Data: 2009-12-17 00:55:54
Temat: Re: Chironowi polecam... //długie
Od: "michal" <6...@g...pl>
Pokaż wszystkie nagłówki
Stalker wrote:
>>> Stawiam tezę, że listy by to załatwiły lepiej. Nie piszę, żeby tylko
>>> pisać- ale pomyśl: czym jest rytuał? Czym jest oczekiwanie? Teraz w
>>> końcu dostałeś papier zapisany ręką Twojej kochanej przez Ciebie
>>> żony. Papier przesiągnięty jej perfumami. Litery- ich kształt-
>>> zdradzające emocje, jakie przelewała na papier.

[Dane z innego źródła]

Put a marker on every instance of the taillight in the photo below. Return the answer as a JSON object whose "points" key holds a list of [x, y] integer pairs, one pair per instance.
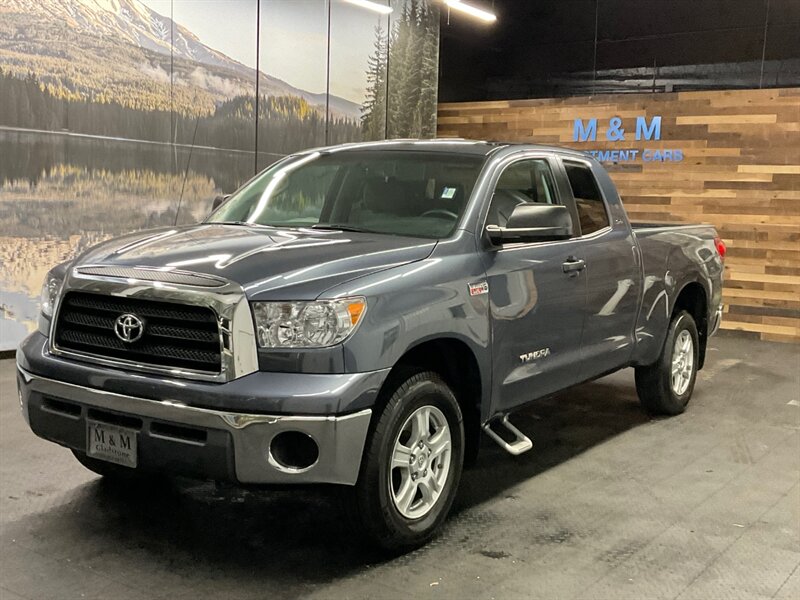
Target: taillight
{"points": [[721, 249]]}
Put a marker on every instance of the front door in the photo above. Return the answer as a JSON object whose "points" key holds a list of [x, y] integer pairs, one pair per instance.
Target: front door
{"points": [[612, 277], [536, 296]]}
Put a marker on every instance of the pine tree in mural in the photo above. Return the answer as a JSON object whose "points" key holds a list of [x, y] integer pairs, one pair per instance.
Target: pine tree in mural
{"points": [[412, 72], [373, 117]]}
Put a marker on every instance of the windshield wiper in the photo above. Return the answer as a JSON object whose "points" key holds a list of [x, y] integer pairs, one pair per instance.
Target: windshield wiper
{"points": [[341, 227]]}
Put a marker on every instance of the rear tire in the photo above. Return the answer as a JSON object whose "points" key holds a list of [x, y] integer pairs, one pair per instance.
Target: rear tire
{"points": [[666, 386], [412, 464]]}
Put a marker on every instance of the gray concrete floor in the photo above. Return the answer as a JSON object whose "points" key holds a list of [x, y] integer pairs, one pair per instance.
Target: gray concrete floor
{"points": [[609, 504]]}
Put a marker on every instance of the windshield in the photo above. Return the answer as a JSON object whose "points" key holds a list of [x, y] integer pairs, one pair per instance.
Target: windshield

>>> Owszem- nie twierdzę, że telefon jest zły w sytuacji opisanej przez
>>> Ciebie. Jednak stawiam tezę, że w tej sytuacji jest on tylko
>>> surogatem listu
>> chironku, ja prędzej dojdę niż list.
>> żona już nie tak prędko.
> A nie możesz np. rano jak idziesz do pracy wysłać listu? Nadać
> priorytetem, może dojdzie do czasu jak z pracy wrócisz? :-)
> Stalker, albo od razu w skrzynce zostaw :-)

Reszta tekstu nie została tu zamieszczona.